A density functional theory study of the confined soft ellipsoid fluid

TL;DR

This study uses classical Density Functional Theory to analyze confined soft ellipsoid fluids, comparing different free energy and correlation function models, and finds that numerical DCF aligns well with simulations.

Contribution

It evaluates the effectiveness of two different DCF models in DFT for confined soft ellipsoid fluids, providing insights into their accuracy in isotropic and nematic phases.

Findings

Numerical DCF yields good agreement with simulations for density and order profiles.

Parsons-Lee DCF performs well in isotropic but poorly in nematic phases.

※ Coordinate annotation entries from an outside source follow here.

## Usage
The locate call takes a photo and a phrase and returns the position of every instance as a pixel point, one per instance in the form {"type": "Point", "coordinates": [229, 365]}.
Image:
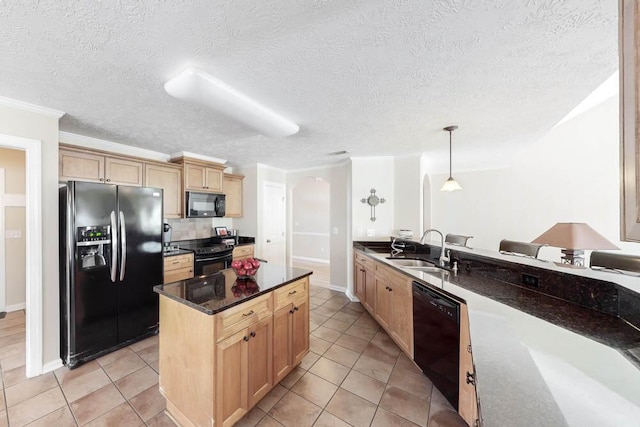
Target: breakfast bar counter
{"type": "Point", "coordinates": [540, 360]}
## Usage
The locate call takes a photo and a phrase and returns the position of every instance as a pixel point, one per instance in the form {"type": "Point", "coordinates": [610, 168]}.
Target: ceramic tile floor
{"type": "Point", "coordinates": [354, 375]}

Both models are useful but have phase-dependent accuracy.

Abstract

A system of soft ellipsoid molecules confined between two planar walls is studied using classical Density Functional Theory (DFT). Both the isotropic and nematic phases are considered. The excess free energy is evaluated using two different Ansaetze and the intermolecular interaction is incorporated using two different direct correlation functions (DCF). The first is a numerical DCF obtained from simulations of bulk soft ellipsoid fluids and the second is taken from Parsons-Lee theory. In both the isotropic and nematic phases the numerical DCF gives density and order parameter profiles in reasonable agreement with simulation. The Parsons-Lee DCF also gives reasonable agreement in the isotropic phase but poor agreement in the nematic phase.